How does irresponsibly holding Carter or 7-year-old me accountable for the failures of adults and institutions in our lives teach us responsibility? In any case, when we abolish the hyper-punitive culture, we're not saying nobody should be held accountable for their behavior. Instead, we're acknowledging that no child should be held accountable for the ways we fail them. We're saying, hey, there are more humane, trauma-informed, and effective ways to engage with young people. We're acknowledging that trauma-informed education cannot live where hyper-punitive ideologies and institutional cultures are allowed to live.
As a final commitment, let's take trauma-informed care of ourselves, the community of educators. We are not immune to the effects of trauma. In a study about educator burnout, for example, Cher Chen and I (2015) found that educators of color who speak up about racial justice in their schools often face harsh and traumatizing repercussions, sometimes from their own colleagues.
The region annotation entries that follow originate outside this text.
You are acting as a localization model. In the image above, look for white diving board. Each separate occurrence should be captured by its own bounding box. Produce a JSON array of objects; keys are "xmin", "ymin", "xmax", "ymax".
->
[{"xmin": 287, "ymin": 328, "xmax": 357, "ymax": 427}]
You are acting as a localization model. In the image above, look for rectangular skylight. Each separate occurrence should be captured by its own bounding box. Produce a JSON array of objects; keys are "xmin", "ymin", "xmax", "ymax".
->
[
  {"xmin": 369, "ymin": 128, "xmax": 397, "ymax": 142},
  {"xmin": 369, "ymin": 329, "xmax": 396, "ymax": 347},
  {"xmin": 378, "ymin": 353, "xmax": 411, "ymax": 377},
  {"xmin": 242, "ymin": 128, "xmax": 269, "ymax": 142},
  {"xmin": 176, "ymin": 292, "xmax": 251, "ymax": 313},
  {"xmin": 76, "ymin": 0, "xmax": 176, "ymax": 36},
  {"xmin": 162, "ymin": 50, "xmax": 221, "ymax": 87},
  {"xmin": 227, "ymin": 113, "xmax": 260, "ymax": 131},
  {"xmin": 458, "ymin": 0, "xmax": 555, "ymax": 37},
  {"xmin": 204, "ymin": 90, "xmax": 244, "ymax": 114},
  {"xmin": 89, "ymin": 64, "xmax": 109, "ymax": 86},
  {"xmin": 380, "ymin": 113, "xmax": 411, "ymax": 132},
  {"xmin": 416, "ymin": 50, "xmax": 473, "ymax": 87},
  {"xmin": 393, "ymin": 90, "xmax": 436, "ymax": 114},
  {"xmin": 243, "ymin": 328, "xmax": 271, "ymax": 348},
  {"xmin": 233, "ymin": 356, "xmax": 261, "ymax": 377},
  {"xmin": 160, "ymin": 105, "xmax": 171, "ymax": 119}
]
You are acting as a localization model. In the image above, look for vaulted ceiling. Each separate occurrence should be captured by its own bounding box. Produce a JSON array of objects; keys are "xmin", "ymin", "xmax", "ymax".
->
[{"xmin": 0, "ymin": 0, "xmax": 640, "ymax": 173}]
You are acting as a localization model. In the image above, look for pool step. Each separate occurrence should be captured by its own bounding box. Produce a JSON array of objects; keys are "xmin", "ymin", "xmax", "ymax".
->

I want to emphasize, again, the importance of trauma-informed education. The trick is striving for what it can be if we embrace it—not as a set of practices we apply selectively, but rather as a reimagining of how we relate with students and one another. When we apply it with its full robustness, it has the power to transform classrooms and schools. When we don't, it has the power to reproduce the harm it was designed to redress. Let's choose the former.
Reflect & Discuss
➛ The first trauma-informed step, according to Gorski, is to map out all the ways students, families, and staff experience trauma at school. In what ways have you seen this happen?
➛ Is systemic oppression incorporated into your school's approach to trauma-informed education? Why or why not?
➛ Rather than "mindless[ly] applying rules" in response to student behavior, how could you "withhold judgment and show concern"?